While the term "common sense" had already become less commonly used as a term for the empathetic moral sentiments by the time of Adam Smith, debates continue about methodological individualism as something supposedly justified philosophically for methodological reasons (as argued for example by Milton Friedman and more recently by Gary S. Becker, both members of the so-called Chicago school of economics).[86] As in the Enlightenment, this debate therefore continues to combine debates about not only what the individual motivations of people are, but also what can be known about scientifically, and what should be usefully assumed for methodological reasons, even if the truth of the assumptions are strongly doubted.

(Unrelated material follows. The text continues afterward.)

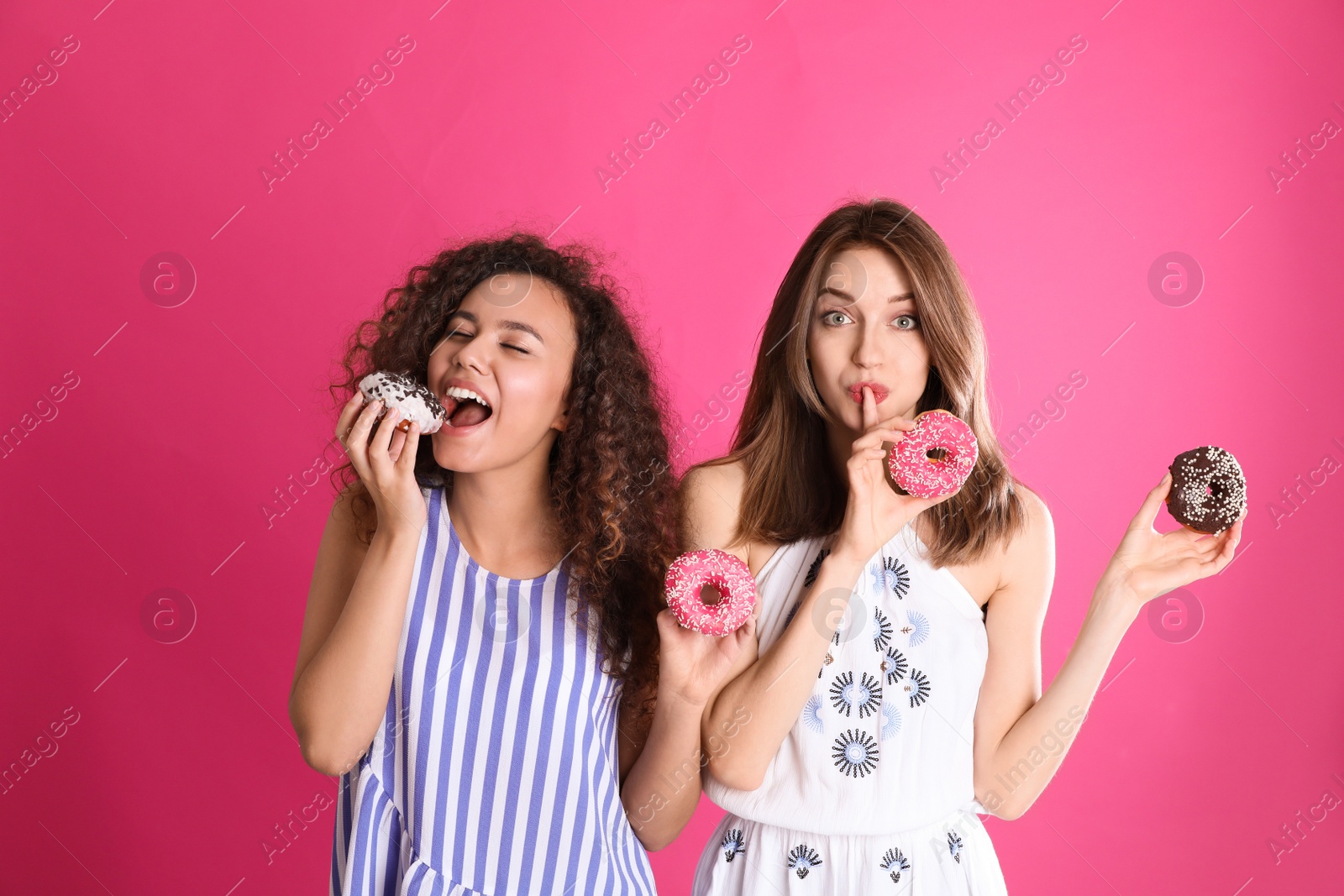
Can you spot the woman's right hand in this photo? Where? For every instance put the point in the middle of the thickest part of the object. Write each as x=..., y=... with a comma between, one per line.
x=875, y=511
x=386, y=464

Economics and social science generally have been criticized as a refuge of Cartesian methodology. Hence, amongst critics of the methodological argument for assuming self-centeredness in economics are authors such as Deirdre McCloskey, who have taken their bearings from the above-mentioned philosophical debates involving Habermas, Gadamer, the anti-Cartesian Richard Rorty and others, arguing that trying to force economics to follow artificial methodological laws is bad, and it is better to recognize social science as driven by rhetoric.

Catholic-Aristotelian common sense after Descartes
Among catholic philosophers, an anti-Cartesian defense of common sense as a foundation for knowledge was given by writers such as François Fénelon and Claude Buffier. This was taken up by catholic theologians, and attempts were made to combine this with more traditional Thomism, for example Jean-Marie de Lamennais. This was similar to the approach of Thomas Reid, who for example was a direct influence on Theodore Jouffroy. This however meant basing knowledge upon something uncertain, and irrational. Matteo Liberatore, seeking an approach more consistent with Aristotle and Aquinas, equated this foundational common sense with the koinai doxai of Aristotle, that correspond to the communes conceptiones of Aquinas.[52] In the twentieth century, this debate is especially associated with Étienne Gilson and Reginald Garrigou-Lagrange.[87] Gilson pointed out that Liberatore's approach means categorizing such common beliefs as the existence of God or the immortality of the soul, under the same heading as (in Aristotle and Aquinas) such logical beliefs as that it is impossible for something to exist and not exist at the same time. This, according to Gilson, is going beyond the original meaning. Concerning Liberatore he wrote:

Endeavours of this sort always end in defeat. In order to confer a technical philosophical value upon the common sense of orators and moralists it is necessary either to accept Reid's common sense as a sort of unjustified and unjustifiable instinct, which will destroy Thomism, or to reduce it to the Thomist intellect and reason, which will result in its being suppressed as a specifically distinct faculty of knowledge. In short, there can be no middle ground between Reid and St. Thomas.[52]

Gilson argued that Thomism avoided the problem of having to decide between Cartesian innate certainties and Reid's uncertain common sense, and that "as soon as the problem of the existence of the external world was presented in terms of common sense, Cartesianism was accepted".[87]